Induction and inactivation of a cytochrome P450 confering herbicide resistance in wheat seedlings

Cytochrome P450-dependent enzymes from wheat catalyze the oxidation of endogenous compounds (lauric and oleic acids) and of several herbicides (diclofop, chlortoluron, bentazon). Treatment of wheat seedlings with the safener, naphthalic anhydride and with phenobarbital increases dramatically several P450-dependent enzyme activities including diclofop and lauric acid hydroxylation. The parallel induction of lauric acid (ω-1)-hydroxylase and diclofop hydroxylase activities suggests that both compounds proceeds from the same or very similar forms of P450. To test whether either one or multiple P450 forms are involved in these oxidations, we have designed selective irreversible inhibitors of lauric acid (ω-1)-hydroxylase. Results of in vivo and in vitro experiments with acetylenic analogs of lauric acid (10- and 11-dodecynoic acids) strongly suggest that a single P450 catalyzes both laurate and diclofop hydroxylation.
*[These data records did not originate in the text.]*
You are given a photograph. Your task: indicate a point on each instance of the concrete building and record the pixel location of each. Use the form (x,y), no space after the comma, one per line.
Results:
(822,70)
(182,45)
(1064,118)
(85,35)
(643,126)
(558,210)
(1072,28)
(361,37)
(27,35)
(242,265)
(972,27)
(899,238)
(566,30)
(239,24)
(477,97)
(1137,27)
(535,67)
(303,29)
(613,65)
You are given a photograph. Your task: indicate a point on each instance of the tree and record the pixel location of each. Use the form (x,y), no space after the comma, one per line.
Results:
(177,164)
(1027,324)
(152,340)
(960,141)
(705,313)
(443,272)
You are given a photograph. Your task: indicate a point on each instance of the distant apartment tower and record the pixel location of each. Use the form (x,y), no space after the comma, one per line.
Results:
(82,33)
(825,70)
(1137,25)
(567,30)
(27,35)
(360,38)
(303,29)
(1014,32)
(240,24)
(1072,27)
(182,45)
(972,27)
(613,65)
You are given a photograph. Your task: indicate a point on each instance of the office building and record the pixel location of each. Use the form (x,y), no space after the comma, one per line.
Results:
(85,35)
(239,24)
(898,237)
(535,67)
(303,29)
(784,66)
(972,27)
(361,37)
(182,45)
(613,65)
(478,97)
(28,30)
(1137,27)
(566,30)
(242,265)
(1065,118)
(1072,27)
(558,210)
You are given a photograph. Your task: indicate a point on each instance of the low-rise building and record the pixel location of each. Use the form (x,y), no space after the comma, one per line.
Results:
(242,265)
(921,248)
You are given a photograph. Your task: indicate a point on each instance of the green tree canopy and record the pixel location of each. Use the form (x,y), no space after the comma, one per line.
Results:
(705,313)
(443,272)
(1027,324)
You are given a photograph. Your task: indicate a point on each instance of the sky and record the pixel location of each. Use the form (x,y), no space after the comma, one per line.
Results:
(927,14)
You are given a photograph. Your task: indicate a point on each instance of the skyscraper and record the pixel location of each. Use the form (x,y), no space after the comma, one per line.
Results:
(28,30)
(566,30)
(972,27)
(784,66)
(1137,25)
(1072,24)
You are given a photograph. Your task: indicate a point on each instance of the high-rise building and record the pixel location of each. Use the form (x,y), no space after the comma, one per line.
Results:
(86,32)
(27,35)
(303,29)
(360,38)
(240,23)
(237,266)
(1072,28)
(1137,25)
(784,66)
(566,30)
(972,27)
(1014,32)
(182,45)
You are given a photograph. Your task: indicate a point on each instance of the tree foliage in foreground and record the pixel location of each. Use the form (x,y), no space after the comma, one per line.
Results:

Treatment of wheat seedlings with these acetylenes results in a strong inhibition of the in vivo metabolism of diclofop although oxidation of chlortoluron and bentazon are not affected. Our results suggest that at least three distinct P450 forms are involved in the detoxification process of the three herbicides. Interestingly, we also demonstrate that herbicides themselves are potent inducers of the amount of total P450 and laurate/diclofop hydroxylase activies. This increased capacity of wheat to detoxify the herbicide through the induction of P450 enzymes seems to be for a large extend the mechanism which confers a tolerance on various herbicides.